We gave the girls’ snowflake stickers and a frozen cake, and I stuffed down my guilt by going overboard on frozen themed party favors, even making them homemade snowflake ornaments. I knew exactly what I was doing as parents and children arrived, wide eyed and shivering, no one knowing exactly how warm to dress, some never having tried on skates, some parents needing to stay to either skate with or at least stand by their children for encouragement. Now that drop offs are beginning to wane, I am becoming the only parent that always has to stay. Not very fun at the swim party, where I embarrassingly have had to get in my bathing suit in front of a mother and father I don’t know very well.

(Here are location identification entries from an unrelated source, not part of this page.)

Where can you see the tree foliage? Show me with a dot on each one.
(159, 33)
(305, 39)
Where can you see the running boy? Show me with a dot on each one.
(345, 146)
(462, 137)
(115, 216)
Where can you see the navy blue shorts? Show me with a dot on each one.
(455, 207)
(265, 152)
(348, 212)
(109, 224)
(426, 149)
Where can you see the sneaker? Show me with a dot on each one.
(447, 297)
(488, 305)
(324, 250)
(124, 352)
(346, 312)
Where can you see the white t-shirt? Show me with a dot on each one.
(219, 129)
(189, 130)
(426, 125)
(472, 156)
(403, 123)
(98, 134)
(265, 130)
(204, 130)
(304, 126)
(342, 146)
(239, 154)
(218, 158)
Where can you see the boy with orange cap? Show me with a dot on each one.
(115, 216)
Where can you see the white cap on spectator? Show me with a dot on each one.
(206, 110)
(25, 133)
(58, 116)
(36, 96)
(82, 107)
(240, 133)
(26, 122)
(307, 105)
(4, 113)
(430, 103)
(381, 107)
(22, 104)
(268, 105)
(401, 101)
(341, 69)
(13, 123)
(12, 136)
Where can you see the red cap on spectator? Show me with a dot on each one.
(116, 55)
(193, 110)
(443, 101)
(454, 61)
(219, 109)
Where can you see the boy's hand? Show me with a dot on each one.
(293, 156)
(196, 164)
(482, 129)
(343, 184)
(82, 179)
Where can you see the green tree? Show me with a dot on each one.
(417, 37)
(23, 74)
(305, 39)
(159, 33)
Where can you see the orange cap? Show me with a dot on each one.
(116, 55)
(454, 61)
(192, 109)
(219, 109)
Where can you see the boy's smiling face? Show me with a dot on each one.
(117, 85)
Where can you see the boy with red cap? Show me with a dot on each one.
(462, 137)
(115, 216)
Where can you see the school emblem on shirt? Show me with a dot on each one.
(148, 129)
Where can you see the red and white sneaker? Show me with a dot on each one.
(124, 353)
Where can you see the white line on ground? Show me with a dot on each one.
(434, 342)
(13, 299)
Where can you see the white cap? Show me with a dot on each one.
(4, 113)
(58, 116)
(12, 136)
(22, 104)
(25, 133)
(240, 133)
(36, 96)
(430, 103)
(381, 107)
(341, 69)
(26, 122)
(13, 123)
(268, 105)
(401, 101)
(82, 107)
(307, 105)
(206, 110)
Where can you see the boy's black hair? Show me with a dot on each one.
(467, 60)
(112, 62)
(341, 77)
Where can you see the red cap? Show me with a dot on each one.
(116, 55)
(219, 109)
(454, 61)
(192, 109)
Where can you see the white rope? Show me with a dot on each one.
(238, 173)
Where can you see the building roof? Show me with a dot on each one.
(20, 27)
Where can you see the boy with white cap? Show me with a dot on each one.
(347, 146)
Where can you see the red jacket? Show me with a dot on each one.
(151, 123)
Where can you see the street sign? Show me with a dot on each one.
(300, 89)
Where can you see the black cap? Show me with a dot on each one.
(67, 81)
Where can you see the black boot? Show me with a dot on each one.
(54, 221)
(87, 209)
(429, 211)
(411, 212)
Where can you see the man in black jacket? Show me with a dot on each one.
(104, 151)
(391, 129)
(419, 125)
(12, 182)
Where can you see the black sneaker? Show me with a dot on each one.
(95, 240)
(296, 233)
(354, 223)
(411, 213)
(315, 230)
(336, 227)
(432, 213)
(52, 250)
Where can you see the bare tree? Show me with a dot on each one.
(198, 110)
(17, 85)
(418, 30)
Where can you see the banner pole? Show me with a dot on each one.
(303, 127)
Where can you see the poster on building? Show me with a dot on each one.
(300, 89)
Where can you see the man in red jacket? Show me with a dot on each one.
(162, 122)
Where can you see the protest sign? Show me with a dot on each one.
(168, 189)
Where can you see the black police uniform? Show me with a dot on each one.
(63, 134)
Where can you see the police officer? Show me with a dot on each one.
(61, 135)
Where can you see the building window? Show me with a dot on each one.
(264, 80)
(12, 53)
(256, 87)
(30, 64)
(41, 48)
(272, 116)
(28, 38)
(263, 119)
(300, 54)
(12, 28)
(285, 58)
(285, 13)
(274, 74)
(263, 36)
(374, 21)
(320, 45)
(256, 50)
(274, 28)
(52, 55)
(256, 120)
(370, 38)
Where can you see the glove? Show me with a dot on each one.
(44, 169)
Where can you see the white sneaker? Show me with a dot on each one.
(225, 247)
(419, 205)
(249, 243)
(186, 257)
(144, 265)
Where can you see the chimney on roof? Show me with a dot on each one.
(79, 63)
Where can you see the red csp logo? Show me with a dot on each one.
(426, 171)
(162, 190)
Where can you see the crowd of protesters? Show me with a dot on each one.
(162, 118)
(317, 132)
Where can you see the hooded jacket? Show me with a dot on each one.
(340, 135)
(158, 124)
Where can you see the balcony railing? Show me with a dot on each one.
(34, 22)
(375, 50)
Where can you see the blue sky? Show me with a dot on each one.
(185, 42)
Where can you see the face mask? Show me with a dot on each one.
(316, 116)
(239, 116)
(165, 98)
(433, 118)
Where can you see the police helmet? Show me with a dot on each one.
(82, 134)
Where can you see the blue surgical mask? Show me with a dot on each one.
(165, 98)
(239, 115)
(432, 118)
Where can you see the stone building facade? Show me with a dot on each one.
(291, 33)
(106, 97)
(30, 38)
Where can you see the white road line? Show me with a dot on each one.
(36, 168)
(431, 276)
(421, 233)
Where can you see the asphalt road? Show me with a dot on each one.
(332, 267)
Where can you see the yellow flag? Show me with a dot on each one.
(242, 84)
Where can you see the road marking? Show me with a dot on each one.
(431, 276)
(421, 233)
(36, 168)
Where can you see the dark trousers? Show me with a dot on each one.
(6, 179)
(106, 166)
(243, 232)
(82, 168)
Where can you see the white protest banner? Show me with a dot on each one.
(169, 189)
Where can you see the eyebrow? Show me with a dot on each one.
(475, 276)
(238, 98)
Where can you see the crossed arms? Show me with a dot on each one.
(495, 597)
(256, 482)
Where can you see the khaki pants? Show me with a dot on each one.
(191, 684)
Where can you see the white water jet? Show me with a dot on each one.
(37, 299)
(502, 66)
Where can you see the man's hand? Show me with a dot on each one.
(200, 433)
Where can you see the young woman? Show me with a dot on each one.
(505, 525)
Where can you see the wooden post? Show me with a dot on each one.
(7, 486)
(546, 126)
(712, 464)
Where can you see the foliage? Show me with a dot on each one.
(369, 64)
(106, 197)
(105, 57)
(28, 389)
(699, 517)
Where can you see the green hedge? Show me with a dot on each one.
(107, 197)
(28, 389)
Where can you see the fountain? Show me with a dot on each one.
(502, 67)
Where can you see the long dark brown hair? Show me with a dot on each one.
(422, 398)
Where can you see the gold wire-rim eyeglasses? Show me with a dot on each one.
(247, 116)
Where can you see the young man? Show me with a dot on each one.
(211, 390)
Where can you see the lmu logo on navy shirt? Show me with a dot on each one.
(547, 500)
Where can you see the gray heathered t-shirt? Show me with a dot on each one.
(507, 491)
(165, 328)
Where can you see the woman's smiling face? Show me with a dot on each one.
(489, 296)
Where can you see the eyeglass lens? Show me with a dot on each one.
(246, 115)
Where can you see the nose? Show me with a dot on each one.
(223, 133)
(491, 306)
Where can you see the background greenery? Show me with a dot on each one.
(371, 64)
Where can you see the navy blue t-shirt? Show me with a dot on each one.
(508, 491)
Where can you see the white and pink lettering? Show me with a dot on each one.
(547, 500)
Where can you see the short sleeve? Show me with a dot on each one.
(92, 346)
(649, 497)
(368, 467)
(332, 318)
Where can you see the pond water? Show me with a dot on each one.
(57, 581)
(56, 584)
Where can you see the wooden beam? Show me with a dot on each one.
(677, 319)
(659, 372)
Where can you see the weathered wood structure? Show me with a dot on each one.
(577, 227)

Now I saw the look I often have in other people’s faces. Concern and uncertainty. Embarrassment that they may have to participate in a child’s skill that they themselves have no capacity. I saw many of the cute girls from brownies and ballet, for once not being center stage and perfect, having to slip into ill-fitting brown rental skates, as my daughter took out her sleek white ones with the pink runner covers. While other girls clutched uncertainly to the walls, feeling off balance, overwhelmed, unsteady, and filled with anxiety about being left, or of falling down, or simply frustration that other kids were doing better, my child skated effortlessly in her beautiful Elsa dress. It was exhilarating. The metaphor of the movie even seemed to fit. My daughter was the misunderstood ice queen, unable to control or regulate. Wanting badly to connect, but frozen out, misunderstood. And today, in the cold, frozen rink, it didn’t matter. She was elegant and beautiful. She did look like the queen.

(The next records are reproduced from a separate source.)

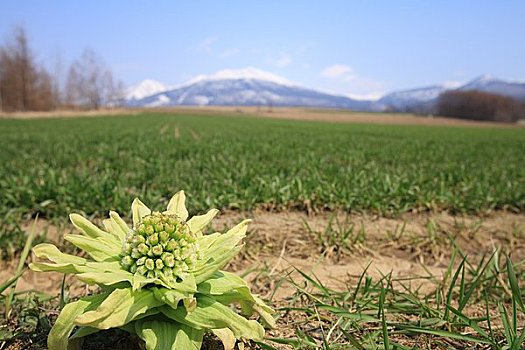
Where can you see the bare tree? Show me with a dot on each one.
(21, 78)
(90, 83)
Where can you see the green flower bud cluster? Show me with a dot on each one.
(160, 246)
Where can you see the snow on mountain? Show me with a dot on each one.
(246, 87)
(249, 73)
(253, 87)
(145, 88)
(405, 100)
(488, 83)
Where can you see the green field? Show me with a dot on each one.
(52, 167)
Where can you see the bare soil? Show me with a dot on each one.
(413, 245)
(334, 247)
(327, 115)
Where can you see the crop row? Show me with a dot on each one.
(52, 167)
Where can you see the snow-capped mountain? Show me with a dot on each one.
(406, 99)
(253, 87)
(423, 100)
(488, 83)
(145, 88)
(246, 87)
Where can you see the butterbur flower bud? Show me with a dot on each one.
(169, 228)
(149, 230)
(142, 270)
(164, 236)
(135, 254)
(150, 264)
(159, 265)
(127, 261)
(143, 249)
(157, 250)
(171, 245)
(161, 245)
(153, 239)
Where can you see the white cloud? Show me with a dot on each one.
(342, 77)
(368, 96)
(338, 71)
(452, 84)
(230, 52)
(283, 60)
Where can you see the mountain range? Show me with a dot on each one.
(252, 87)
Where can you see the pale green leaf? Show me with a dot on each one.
(105, 278)
(199, 222)
(52, 253)
(226, 337)
(82, 332)
(210, 314)
(160, 335)
(228, 288)
(85, 226)
(177, 205)
(64, 263)
(100, 249)
(120, 307)
(139, 210)
(223, 282)
(51, 267)
(219, 252)
(116, 226)
(59, 334)
(171, 297)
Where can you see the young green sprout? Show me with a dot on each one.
(160, 279)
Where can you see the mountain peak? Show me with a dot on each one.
(145, 88)
(249, 73)
(483, 79)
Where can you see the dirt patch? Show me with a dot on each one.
(337, 247)
(338, 116)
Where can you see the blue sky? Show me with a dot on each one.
(348, 47)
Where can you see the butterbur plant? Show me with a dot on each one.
(160, 279)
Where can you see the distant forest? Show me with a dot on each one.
(477, 105)
(26, 85)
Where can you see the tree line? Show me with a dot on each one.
(478, 105)
(26, 85)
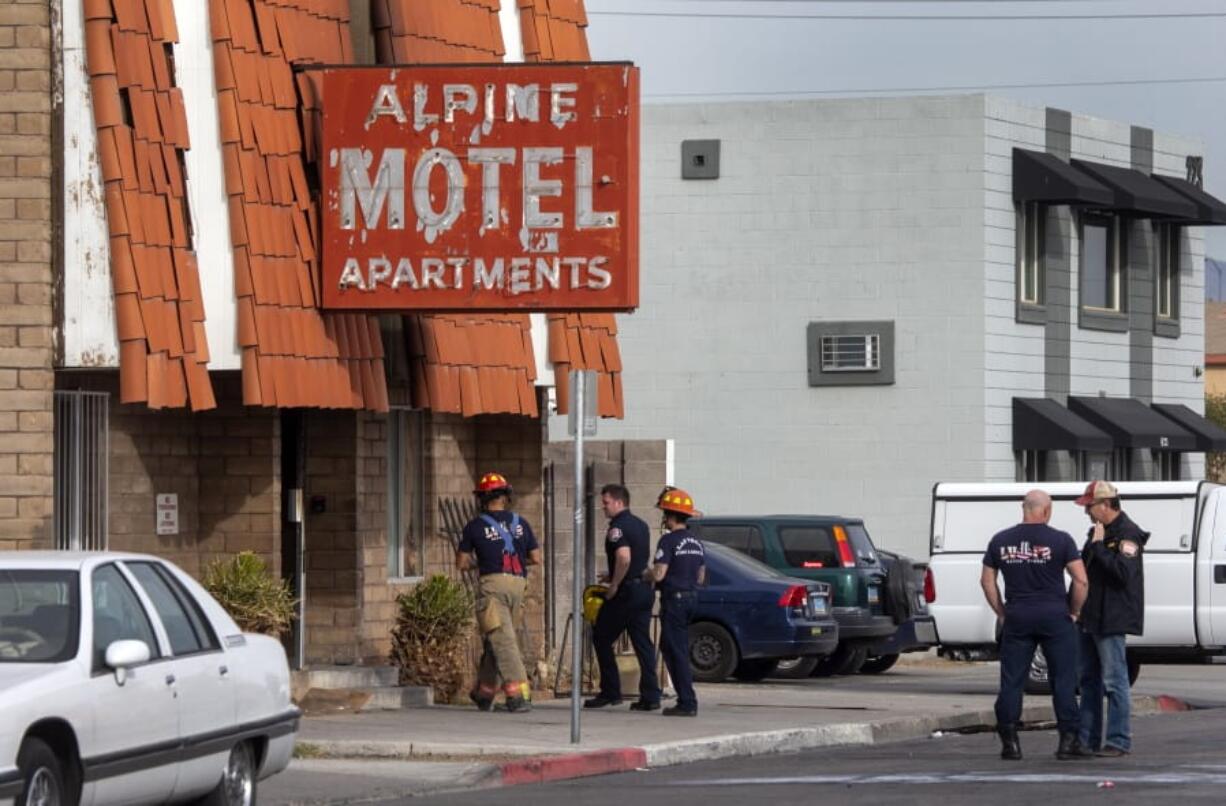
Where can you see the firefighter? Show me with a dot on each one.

Before you think I am purely selfish, I was of course on hand to help the other girls, as were her brother’s, to coax and hold, and assist them. It was only after I booked the party that I realized that lessons were not included. I tried to find a teacher, but when one wasn’t available, I thought, hey, my daughter can’t cartwheel, or swim, or perform ballet, even when it is taken for granted that the kids should have the skills to do so. So they could all tough it out and learn too. In truth, they did, as I knew they would. And by far faster and with more ease than my daughter had. Hours to her years. By the end of the party, most, if not all, were on their feet if not taking those first awkward choppy steps.

And, of course, gymnast girl was at the top of the heap. She was the only one of the group to come in her own skates. I could see the fierce determination in her face as she frantically chop, chopped on her skates, looking like one of the Peanuts gang, trying to keep up with my daughter’s glides. It was slightly euphoric. She had probably never in her life come in second. And may never again, against my daughter. But, today she was most definitely second.

When the mother came back to pick her up, I saw from the ice that she had cornered my husband. She kept telling us both that her daughter had only skated once. She quizzed and quizzed us about lessons. We knew before the day was out that her little athlete would be signed up for figure skating. Sooner or later we would have to pass her in the rink on her way to junior Olympics. But today was not that day. We were having Frozen cake with thick confectionary sugar icing and rock candy. We were celebrating.

Now it is her daughter’s turn. The pity-vite is sitting in my inbox. Every time I think about clicking on it, I see her daughter’s blond ponytail and shiny purple leotard. It is our turn at the bottom. Her turn to shine. I realize that my daughter is invited mostly out of duty. And I know that when her daughter flips and turns on the bars at the amazement of our friends, that the mother will give me that patronizing smile that graced my lips at my own daughter’s party. I want to turn it down. I really do. There is nothing I have come to loathe more but being pitied. But at least I have the knowledge that once, if only for that one day, my daughter was not the pitied. She was the competition.